Language is Sick: the story behind SAY (no) MORE

The creative sprout that lead Ana to an insomnia that seemed to last forever came to an end. After weeks of good sleep, she woke up determined to go on a trip to the city she has been gazing to through her bedroom window. With nothing more than paper and markers in her bag, she started her journey, having this city’s metallic tower as her guide, the same one whose lights fascinated her to the point of counting them over and over again.

The first days went by fast. Moved by all the illusions Ana had about that city, the colourful fields she walked through gave a nice background to her hopes. She imagined how she would meet other ziners, her creative siblings, her tribe. But, as she got closer to the tower, the weirder she felt. The weather seemed to be cooler. The green pastures and perfumed flowers were now behind. In front of her, in the middle of a gloomy atmosphere, reigned by a fog suspended in a sky full of crows, there it was: a sign that welcomed her to the city she longed so much for. The city’s name was Berlin.
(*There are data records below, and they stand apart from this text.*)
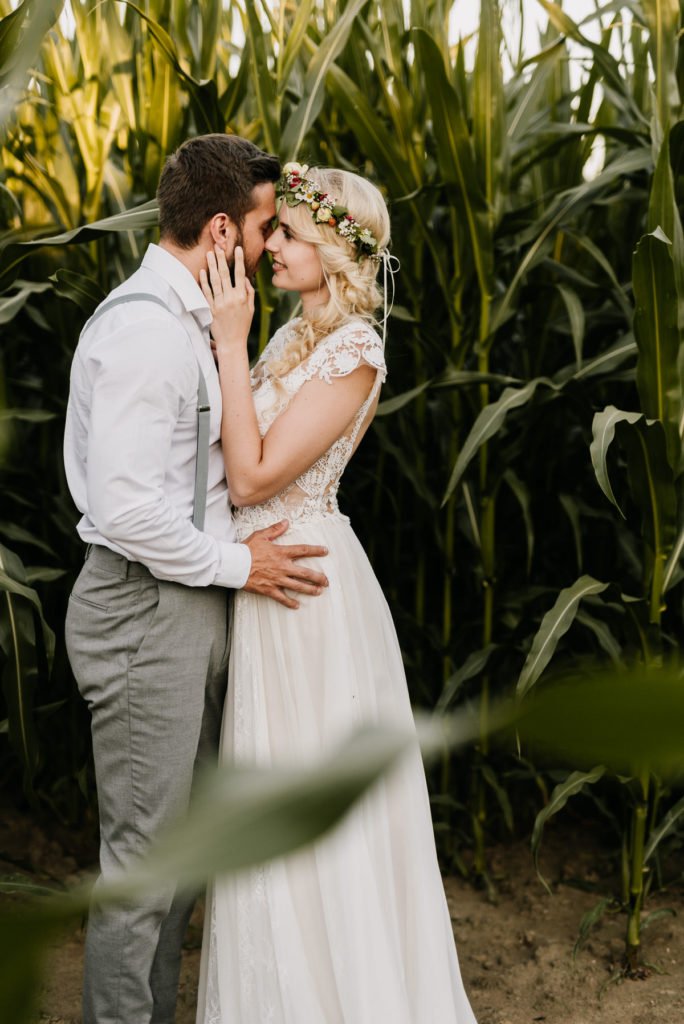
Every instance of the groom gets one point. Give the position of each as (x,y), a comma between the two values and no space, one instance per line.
(146,628)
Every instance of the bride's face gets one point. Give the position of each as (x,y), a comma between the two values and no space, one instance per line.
(296,263)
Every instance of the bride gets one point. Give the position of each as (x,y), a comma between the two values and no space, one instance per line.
(355,929)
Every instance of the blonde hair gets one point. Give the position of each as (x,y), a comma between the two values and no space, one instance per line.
(353,291)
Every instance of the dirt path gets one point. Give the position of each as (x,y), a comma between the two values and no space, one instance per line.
(516,954)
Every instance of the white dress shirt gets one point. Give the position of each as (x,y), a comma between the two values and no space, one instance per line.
(130,442)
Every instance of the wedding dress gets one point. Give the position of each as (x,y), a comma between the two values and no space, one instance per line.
(355,929)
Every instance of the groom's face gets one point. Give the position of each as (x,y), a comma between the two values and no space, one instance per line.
(257,226)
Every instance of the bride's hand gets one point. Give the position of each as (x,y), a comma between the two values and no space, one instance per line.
(231,305)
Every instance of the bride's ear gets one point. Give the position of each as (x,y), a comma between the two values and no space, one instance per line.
(223,232)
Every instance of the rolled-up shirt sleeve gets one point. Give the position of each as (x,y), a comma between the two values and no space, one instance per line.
(142,383)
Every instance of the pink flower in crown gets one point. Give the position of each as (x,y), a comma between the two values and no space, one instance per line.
(298,170)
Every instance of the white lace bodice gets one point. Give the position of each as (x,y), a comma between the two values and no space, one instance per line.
(314,493)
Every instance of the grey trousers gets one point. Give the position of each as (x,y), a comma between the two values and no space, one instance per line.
(151,659)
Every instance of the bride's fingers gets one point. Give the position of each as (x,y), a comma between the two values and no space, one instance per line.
(223,271)
(214,275)
(239,267)
(204,285)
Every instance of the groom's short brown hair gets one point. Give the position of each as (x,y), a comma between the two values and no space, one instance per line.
(207,175)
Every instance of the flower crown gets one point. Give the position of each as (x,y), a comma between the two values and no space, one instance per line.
(295,187)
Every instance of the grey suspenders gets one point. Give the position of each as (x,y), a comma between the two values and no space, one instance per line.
(204,409)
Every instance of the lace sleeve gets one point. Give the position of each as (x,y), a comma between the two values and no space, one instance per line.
(343,351)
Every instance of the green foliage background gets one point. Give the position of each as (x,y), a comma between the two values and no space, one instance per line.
(520,494)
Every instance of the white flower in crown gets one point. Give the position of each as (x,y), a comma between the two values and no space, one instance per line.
(294,168)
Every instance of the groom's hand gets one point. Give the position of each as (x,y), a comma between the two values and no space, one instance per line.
(275,567)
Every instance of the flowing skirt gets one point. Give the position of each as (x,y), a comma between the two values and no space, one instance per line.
(355,929)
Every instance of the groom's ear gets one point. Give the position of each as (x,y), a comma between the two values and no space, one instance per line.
(223,232)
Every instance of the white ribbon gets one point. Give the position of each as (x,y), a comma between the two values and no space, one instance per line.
(390,266)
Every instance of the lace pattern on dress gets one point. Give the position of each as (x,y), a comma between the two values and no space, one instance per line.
(313,495)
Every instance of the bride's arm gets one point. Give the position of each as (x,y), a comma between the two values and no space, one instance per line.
(319,414)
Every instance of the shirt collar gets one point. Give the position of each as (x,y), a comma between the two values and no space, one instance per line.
(162,262)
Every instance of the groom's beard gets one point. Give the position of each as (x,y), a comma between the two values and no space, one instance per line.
(250,263)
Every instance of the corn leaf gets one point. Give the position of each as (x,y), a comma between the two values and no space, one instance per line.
(489,421)
(603,430)
(573,784)
(555,624)
(651,483)
(656,332)
(307,110)
(665,827)
(663,18)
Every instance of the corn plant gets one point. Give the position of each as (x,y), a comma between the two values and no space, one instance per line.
(535,382)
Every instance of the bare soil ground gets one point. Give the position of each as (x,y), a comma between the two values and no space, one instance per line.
(516,953)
She rushed through the grey streets, first with caution, then anxious. Berlin seemed to be full of people, but none of them seemed to understand her, nor she understood them. “Hey, look! I have drawings!”, she said to them in excitement, just to have the most awkward responses. Some of them, talked about the clothes they bought to follow the latest trends. Others, about the drugs they were carefully planning to take the next weekend. Some of them, about all the swipe rights they were getting this month. The more she tried to make them look at her zines, the more they would babbler, while keeping an aloof look in their eyes.
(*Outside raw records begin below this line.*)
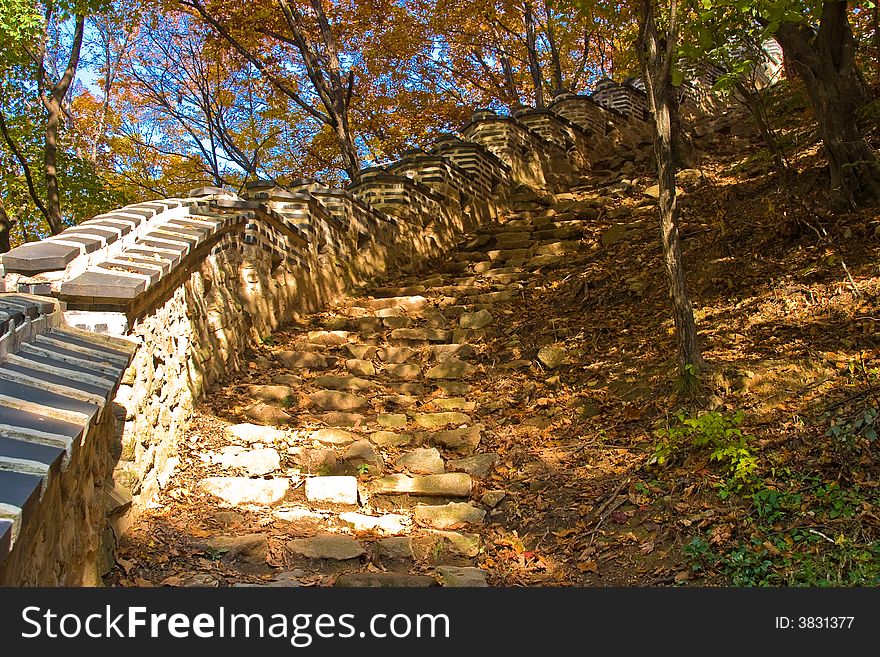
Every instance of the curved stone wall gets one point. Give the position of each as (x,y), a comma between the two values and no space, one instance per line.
(115,328)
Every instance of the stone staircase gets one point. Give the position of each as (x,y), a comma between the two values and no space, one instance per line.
(358,447)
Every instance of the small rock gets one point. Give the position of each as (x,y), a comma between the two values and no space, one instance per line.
(390,439)
(390,523)
(287,380)
(441,542)
(449,516)
(444,352)
(404,371)
(396,354)
(492,498)
(461,576)
(422,461)
(333,400)
(456,484)
(377,580)
(478,465)
(328,338)
(255,462)
(332,436)
(393,550)
(237,491)
(267,414)
(342,383)
(435,420)
(477,320)
(362,351)
(270,393)
(451,368)
(302,360)
(336,490)
(613,235)
(253,433)
(327,546)
(459,440)
(551,356)
(252,546)
(363,452)
(398,420)
(361,367)
(421,334)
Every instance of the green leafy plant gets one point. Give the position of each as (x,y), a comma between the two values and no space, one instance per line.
(713,433)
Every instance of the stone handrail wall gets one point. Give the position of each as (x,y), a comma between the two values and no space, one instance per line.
(115,328)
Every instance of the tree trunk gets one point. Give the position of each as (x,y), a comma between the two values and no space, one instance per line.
(53,196)
(6,224)
(558,81)
(534,64)
(657,72)
(825,62)
(754,102)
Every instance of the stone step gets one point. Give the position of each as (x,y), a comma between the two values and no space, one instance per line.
(456,484)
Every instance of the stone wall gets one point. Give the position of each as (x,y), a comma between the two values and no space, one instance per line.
(191,282)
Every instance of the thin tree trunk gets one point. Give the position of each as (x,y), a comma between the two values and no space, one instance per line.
(53,97)
(875,33)
(825,62)
(758,109)
(509,83)
(657,72)
(6,224)
(534,64)
(50,161)
(558,81)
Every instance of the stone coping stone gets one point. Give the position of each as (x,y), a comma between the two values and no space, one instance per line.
(376,580)
(22,449)
(19,488)
(24,420)
(42,304)
(48,377)
(109,352)
(36,257)
(5,537)
(14,307)
(47,345)
(103,285)
(89,244)
(61,366)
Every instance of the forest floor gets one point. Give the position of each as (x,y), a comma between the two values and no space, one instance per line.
(598,472)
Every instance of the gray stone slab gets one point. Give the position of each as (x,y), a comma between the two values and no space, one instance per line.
(14,305)
(90,244)
(116,367)
(57,379)
(5,537)
(17,488)
(122,224)
(162,266)
(170,234)
(94,346)
(103,285)
(88,230)
(61,366)
(45,306)
(22,449)
(179,247)
(171,258)
(189,228)
(36,257)
(154,274)
(42,397)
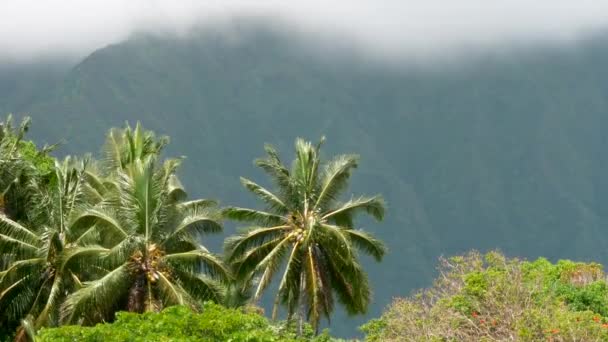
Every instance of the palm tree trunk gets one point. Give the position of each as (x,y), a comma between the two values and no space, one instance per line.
(301,306)
(137,294)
Exhausted, she was losing all hope until she heard a voice. “Say no more”, it said. She turned around just to see this tall guy, with a black and white moustache; Charly was his name. From a country far, far away, he moved to the city 40 years ago. “Berlin hasn’t been always like this, now it’s changing because of a virus”, he explained. “What? What virus?”, Ana answered, perplexed. “It’s called Blahblahblahitis”, he said. “People get infected after spending too much consuming and not creating, and the main symptom is talking non-stop about the stuff that distracted them from their mission in the first place”. “How come you did not get infected?”, she asked. “I was but, with my last trace of creativeness left, I recorded this song”, he explained before starting singing Influencia.
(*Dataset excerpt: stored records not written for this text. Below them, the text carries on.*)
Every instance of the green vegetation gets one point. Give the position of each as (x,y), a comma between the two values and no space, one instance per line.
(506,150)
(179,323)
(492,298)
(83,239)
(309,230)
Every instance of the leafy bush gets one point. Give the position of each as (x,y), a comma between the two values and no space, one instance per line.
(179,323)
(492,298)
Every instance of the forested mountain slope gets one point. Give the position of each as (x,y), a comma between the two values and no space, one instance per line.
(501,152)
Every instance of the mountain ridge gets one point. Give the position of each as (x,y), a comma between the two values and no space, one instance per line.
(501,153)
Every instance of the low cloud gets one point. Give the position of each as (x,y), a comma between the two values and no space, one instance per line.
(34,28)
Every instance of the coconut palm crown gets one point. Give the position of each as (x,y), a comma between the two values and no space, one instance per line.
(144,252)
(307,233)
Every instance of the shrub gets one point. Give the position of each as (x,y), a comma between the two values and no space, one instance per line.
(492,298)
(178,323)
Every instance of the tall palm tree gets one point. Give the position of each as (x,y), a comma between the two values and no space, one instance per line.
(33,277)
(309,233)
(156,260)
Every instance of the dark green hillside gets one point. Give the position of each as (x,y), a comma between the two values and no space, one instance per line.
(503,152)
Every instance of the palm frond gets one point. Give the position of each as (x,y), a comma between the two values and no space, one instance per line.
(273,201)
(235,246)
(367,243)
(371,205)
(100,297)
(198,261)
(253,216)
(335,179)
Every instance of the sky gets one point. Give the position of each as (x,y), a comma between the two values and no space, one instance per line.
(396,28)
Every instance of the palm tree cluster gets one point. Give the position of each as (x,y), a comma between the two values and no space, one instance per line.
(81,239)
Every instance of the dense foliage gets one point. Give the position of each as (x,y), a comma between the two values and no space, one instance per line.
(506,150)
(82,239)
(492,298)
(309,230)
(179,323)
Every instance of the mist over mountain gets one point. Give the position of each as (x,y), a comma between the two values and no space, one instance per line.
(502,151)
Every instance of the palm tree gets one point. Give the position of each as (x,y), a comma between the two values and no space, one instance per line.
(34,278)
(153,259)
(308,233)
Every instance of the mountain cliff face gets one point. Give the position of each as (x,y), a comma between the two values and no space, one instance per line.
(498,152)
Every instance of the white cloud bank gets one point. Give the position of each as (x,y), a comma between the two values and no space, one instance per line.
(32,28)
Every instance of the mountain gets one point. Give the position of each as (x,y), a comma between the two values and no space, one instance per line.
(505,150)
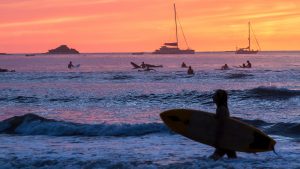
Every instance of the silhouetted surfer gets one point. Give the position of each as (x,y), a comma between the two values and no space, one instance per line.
(248,64)
(190,71)
(225,67)
(70,65)
(222,112)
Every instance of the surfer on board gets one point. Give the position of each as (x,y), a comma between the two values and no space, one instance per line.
(190,71)
(222,112)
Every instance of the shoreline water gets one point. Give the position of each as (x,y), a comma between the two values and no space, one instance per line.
(107,114)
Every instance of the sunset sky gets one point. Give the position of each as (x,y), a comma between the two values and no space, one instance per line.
(143,25)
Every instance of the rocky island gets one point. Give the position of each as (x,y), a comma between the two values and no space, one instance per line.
(63,49)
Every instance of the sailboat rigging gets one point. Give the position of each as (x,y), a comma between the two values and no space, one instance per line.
(173,47)
(248,50)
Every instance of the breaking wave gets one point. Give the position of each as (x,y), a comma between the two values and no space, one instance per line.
(31,124)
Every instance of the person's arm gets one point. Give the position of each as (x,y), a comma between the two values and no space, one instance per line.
(220,117)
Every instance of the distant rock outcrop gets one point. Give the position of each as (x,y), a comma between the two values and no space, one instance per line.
(63,49)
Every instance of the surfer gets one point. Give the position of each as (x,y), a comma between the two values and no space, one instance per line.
(243,66)
(222,112)
(70,65)
(190,71)
(248,64)
(225,67)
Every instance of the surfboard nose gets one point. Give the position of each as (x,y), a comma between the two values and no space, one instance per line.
(176,119)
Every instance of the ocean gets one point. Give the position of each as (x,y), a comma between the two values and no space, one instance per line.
(105,114)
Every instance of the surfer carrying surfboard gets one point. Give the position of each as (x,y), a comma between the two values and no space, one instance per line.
(222,112)
(70,65)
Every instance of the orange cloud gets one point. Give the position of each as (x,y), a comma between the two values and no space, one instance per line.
(137,25)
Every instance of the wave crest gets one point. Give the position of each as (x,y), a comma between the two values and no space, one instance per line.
(31,124)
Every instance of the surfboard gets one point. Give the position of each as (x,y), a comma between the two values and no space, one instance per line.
(200,126)
(135,66)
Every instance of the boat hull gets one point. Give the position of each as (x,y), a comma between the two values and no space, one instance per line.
(246,52)
(188,51)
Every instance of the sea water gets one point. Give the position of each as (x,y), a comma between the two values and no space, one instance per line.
(106,114)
Ana listened to him carefully. “Charly, I think we may have the cure”, she said when he finished. “Ana, I’ve tried many things, none of them worked! It’s hopeless, we are alone in the world”, he came back at her. “Say no more”, she said, and showed him her zines. With apprehension at first, he started browsing the zines, but after a while he started feeling embellished. His eyes were lightened in a way they haven’t been in a while. “This is marvellous! But what do you want to do with this?”, he asked. “I am certain that, if infected people made their own zines, Blahblahblahitis will go away… They will start expressing themselves instead of blabbering, turning words into images. The solution is not shutting them up, the antidote is filling with meaning what they say”.

Inspired by Todd Rugen’s Influenza, argentine artist Charly García recorded a cover in Spanish of this song in 2002. One of the most prolific and talented artists from Argentina, this record shows him in one of the darkest moments of his drug addiction. Influenza captures how sick we feel in a culture that ends devouring us through what we choose to consume in the first place. We try to scape, but it’s everywhere, and it seems to gain control over us. Tough, there is a cure; there has always been a cure to emptiness: our creative impulse, art. Let’s turn the non-sense, the anguish, the fear into an universe of meaning through self-expression. Let’s make zines.